Wash the tongue and boil for half an hour. Trim away the root and the tough edges.
Fry a sliced onion in three tablespoonfuls of dripping. Strain out the onion and lay the tongue in the frying-pan. Cook ten minutes, turning twice. Remove to your covered roaster; lay upon the grating and dredge with flour. Pour the fat over it; add a large cupful of boiling water and cook, closely covered, for an hour and a half, basting four times.
Dish the tongue and pour the gravy over it. Send around horseradish sauce with it.
Cook together in a saucepan a tablespoonful, each, of butter and flour until they bubble. Into a,half-pint cup put a couple of teaspoonfuls of vinegar, fill up the cup with boiling water, and turn this on the butter and flour. Stir until thick and smooth. Just before taking from the fire stir in a tablespoonful of grated horseradish. Let it get hot, and serve.
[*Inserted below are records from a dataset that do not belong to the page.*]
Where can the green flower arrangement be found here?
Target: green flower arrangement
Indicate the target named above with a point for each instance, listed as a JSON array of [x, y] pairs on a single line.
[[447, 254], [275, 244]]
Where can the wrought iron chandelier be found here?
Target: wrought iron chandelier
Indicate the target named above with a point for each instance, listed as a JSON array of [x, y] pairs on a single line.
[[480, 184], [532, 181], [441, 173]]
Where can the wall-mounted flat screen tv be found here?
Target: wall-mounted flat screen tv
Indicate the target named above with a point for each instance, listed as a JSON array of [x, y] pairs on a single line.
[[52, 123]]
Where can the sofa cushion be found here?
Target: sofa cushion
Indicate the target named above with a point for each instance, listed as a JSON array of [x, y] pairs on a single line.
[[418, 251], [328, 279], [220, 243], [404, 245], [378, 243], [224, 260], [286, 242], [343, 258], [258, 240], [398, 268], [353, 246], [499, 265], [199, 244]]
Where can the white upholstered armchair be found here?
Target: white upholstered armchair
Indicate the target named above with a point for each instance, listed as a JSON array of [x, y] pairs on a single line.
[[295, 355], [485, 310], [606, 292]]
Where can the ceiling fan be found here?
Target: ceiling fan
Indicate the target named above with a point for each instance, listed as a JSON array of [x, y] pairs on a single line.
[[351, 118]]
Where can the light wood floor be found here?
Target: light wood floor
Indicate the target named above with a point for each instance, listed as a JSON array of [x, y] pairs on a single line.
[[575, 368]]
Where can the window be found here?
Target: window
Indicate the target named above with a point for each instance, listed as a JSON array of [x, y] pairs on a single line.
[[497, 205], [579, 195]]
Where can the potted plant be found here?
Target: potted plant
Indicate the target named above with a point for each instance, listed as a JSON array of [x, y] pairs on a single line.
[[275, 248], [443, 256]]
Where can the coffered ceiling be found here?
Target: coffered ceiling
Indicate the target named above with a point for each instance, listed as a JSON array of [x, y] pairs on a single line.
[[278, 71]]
Clean, and boil for an hour, leaving in the water for fifteen minutes after taking it from the fire. Trim neatly. Skewer the tip and root of the tongue together and lay in your covered roaster upon a layer of sliced onion, carrot, celery, tomatoes, and minced parsley. Cover with the same; add a cupful of the water in which the tongue was boiled, fit on your cover and cook slowly for two hours. Dish the tongue and keep hot. Rub gravy and vegetables through the colander, into a saucepan; thicken with browned flour. Lay the tongue in a bake-pan; pour the gravy over it, and set upon the top grating of an oven to brown. Dish, pour the gravy about the tongue and serve. Eat mushroom sauce with it.
Wash the mushrooms, wipe and peel them, then cut into tiny dice. Stir in a little of the gravy from the tongue; season with salt and paprika; add a lump of butter rolled in browned flour and cook two minutes.
A little lemon juice improves the flavor.
This is a good way to warm up the remains of a boiled or roast fresh tongue. Slice, cover with oil and lemon-juice, and leave in the marinade for one hour. Then add salt, pepper, some sliced onion, a little parsley and a few mushrooms cut into halves. Place in a frying-pan and cook slowly for about fifteen minutes, moistening with a tablespoonful of sherry and a little lemon juice; just before taking from the fire add a little brown stock, and a little tomato sauce, well-seasoned.
Wash well and cook in salted, boiling water until a steel skewer goes easily into the thickest part. Leave in the water for fifteen minutes, trim, and lay on a hot dish. Pour sauce tartare over it and send more around with it.